Lawyers for the church also asked the 9th U.S. Circuit Court of Appeals to rule the tape was made illegally last April at the Lane County jail in Eugene, and that tapes of jailhouse confessionals will be banned.

But attorneys for the Oregon Department of Justice told a three-judge panel meeting in Seattle that the conversation did not amount to a constitutionally protected religious confession and Hale knew he was being recorded.

Hale, 20, and co-defendant Jonathan Wayne Susbauer, are charged with aggravated murder in the shooting deaths of three Springfield teenagers last December.

U.S. District Judge Owen Panner on Aug. 12 rejected a request by the Archdiocese of Portland to destroy the tape, ruling the constitutional right to a fair trial for Hale and Susbauer outweighed the church’s rights to freedom of religion and freedom from search and seizure.

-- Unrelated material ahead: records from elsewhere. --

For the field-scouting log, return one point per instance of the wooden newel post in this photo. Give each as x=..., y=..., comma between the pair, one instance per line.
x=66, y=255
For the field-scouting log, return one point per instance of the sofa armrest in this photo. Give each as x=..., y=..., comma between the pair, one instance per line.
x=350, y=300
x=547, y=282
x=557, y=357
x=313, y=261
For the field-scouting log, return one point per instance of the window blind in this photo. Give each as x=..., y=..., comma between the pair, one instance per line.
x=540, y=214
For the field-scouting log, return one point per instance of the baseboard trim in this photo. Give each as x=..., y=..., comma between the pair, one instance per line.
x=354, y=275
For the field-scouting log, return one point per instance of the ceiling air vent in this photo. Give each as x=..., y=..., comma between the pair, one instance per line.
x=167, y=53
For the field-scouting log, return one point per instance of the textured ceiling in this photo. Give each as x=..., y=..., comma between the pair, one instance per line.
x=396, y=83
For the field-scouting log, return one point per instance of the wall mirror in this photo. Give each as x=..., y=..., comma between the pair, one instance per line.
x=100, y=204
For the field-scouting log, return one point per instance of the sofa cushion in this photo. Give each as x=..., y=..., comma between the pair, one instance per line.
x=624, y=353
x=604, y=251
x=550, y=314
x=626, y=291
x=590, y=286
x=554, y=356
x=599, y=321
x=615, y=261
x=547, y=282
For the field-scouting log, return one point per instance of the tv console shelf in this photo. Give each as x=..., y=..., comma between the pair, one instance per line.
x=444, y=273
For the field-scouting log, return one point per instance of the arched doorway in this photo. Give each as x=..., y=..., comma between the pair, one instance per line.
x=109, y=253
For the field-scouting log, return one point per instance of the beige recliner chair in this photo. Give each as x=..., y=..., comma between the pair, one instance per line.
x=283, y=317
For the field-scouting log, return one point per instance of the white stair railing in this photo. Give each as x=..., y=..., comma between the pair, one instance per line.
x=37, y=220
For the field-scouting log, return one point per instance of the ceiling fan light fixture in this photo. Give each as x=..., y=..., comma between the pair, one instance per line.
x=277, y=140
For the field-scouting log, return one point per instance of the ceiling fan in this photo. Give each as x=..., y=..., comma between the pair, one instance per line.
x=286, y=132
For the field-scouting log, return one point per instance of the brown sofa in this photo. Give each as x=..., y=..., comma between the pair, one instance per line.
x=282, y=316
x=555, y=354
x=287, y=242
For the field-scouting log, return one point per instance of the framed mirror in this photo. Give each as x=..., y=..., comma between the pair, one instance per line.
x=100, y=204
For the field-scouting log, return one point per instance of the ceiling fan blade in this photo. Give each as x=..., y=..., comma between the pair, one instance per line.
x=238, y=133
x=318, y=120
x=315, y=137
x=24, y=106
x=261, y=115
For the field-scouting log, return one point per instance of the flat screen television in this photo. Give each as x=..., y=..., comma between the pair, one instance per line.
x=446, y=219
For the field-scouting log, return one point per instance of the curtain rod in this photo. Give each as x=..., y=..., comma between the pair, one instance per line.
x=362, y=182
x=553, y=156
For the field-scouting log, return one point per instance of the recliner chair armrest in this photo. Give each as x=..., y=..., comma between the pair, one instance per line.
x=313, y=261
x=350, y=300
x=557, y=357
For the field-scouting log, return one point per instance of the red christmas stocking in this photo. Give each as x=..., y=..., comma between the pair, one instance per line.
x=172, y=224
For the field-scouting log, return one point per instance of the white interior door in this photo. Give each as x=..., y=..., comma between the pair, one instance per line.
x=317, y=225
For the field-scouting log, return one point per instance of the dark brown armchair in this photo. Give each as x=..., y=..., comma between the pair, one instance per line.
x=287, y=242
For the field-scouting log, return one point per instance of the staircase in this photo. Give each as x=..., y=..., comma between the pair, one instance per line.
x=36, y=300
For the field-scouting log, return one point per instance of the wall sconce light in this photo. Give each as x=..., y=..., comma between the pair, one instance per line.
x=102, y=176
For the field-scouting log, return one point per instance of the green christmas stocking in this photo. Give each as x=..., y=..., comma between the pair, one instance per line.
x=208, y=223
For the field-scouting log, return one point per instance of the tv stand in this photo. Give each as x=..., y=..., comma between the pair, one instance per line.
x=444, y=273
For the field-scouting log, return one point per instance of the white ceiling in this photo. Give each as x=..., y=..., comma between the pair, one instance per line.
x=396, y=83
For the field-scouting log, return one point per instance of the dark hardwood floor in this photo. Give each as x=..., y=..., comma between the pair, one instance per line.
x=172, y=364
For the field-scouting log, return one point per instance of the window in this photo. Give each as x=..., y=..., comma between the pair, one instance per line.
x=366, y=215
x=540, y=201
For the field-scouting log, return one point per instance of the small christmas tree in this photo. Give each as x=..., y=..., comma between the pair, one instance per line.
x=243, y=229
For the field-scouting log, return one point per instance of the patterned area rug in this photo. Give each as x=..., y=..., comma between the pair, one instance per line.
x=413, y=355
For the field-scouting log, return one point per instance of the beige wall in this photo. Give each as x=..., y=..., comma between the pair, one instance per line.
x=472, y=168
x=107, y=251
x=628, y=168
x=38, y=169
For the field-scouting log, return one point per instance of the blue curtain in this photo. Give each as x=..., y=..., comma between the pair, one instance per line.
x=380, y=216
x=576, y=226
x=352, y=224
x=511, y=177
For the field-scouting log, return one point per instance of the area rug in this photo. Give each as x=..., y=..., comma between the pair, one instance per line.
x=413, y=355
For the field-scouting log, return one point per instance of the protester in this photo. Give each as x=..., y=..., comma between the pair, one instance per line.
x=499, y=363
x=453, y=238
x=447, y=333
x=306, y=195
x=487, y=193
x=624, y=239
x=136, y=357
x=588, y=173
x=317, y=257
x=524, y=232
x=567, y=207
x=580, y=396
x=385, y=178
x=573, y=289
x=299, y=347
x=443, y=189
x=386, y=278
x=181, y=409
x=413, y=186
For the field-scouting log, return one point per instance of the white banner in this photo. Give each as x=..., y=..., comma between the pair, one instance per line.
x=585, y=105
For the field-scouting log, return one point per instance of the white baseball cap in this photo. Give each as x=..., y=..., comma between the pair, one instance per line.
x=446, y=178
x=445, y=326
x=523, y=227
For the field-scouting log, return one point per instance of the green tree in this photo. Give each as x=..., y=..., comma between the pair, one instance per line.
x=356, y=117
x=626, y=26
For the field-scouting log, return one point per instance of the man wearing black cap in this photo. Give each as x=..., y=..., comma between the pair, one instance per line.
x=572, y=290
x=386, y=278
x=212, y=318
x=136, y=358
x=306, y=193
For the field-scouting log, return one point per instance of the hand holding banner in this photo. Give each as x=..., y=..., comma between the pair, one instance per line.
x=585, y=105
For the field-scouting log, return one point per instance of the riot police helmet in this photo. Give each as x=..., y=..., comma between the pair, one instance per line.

But Panner called Lane County District Attorney Doug Harcleroad’s decision to tape Hale’s jailhouse conversation with the Rev. Timothy Mockaitis “unfortunate.”

Panner also said the state judge handling the case must decide whether the tape is used at trial, but he noted the church may ask the state judge to order the tape destroyed.

The Rev. Michael Maslowsky, a spokesman for the Portland archdiocese who attended the Thursday hearing in Seattle, said the three judges repeatedly questioned lawyers for the state about constitutional protection for religious confessions.